Di tengah “gersangnya” respon dari kalangan tertentu setiap kali natal di banyak tempat, kota Kediri tampil dengan “udara sejuk”. Ini bukan efek Tahu Kediri yang sangat enak itu. Juga bukan efek pabrik rokok Gudang Garam yang memekerjakan puluhan ribu karyawan warga Kediri dan sekitarnya. Tapi benar-benar “udara sejuk” yang mulanya mengalir di kalangan rakyat, kemudian ditangkap dan dirawat oleh pimpinan daerah, kemudian mengalirkannya kembali ke rakyat secara konsisten. Salah satu wujudnya adalah kunjungan ke gereja-gereja setiap natalan, termasuk di GKI (Gereja Kristen Indonesia) Kediri.
Inilah yang dilakukan Walikota Kediri, Abdullah Abu Bakar (biasa dipanggil Pak Abu), beserta para pimpinan daerah dan para tokoh masyarakat pada kebaktian malam natal, 24 Desember 2016. Bobot kunjungan itu kian terasa karena diisi dengan beberapa pokok pikiran Pak Abu tentang upaya memertahankan kesatuan dalam keberagaman, yang beliau sampaikan kepada jemaat yang hadir.

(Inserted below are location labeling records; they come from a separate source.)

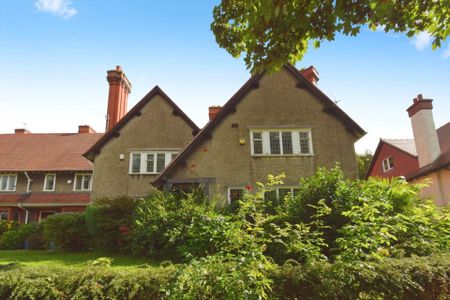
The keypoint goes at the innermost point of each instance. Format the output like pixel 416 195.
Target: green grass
pixel 72 259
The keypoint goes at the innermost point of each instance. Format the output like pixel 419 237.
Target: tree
pixel 272 33
pixel 363 160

Diawali dengan salam khas “Asslamu Alaikum”, disusul “Shalom”, Pak Abu mengucapkan “Merry Chrismas” kepada jemaat. Beliau lalu menjelaskan bahwa kunjungan tersebut sudah dibiasakan sejak menjadi Wali Kota Kediri pada tahun 2014. Ada beberapa hal yang ditekankannya dalam kira-kira 6 menit penting itu. Pertama, menyampaikan terima kasih atas doa-doa semua umat beragama, termasuk jemaat GKI Kediri, yang diberikan kepada pimpinan daerah untuk menjadikan kota Kediri lebih baik, diberkati, dan bermartabat.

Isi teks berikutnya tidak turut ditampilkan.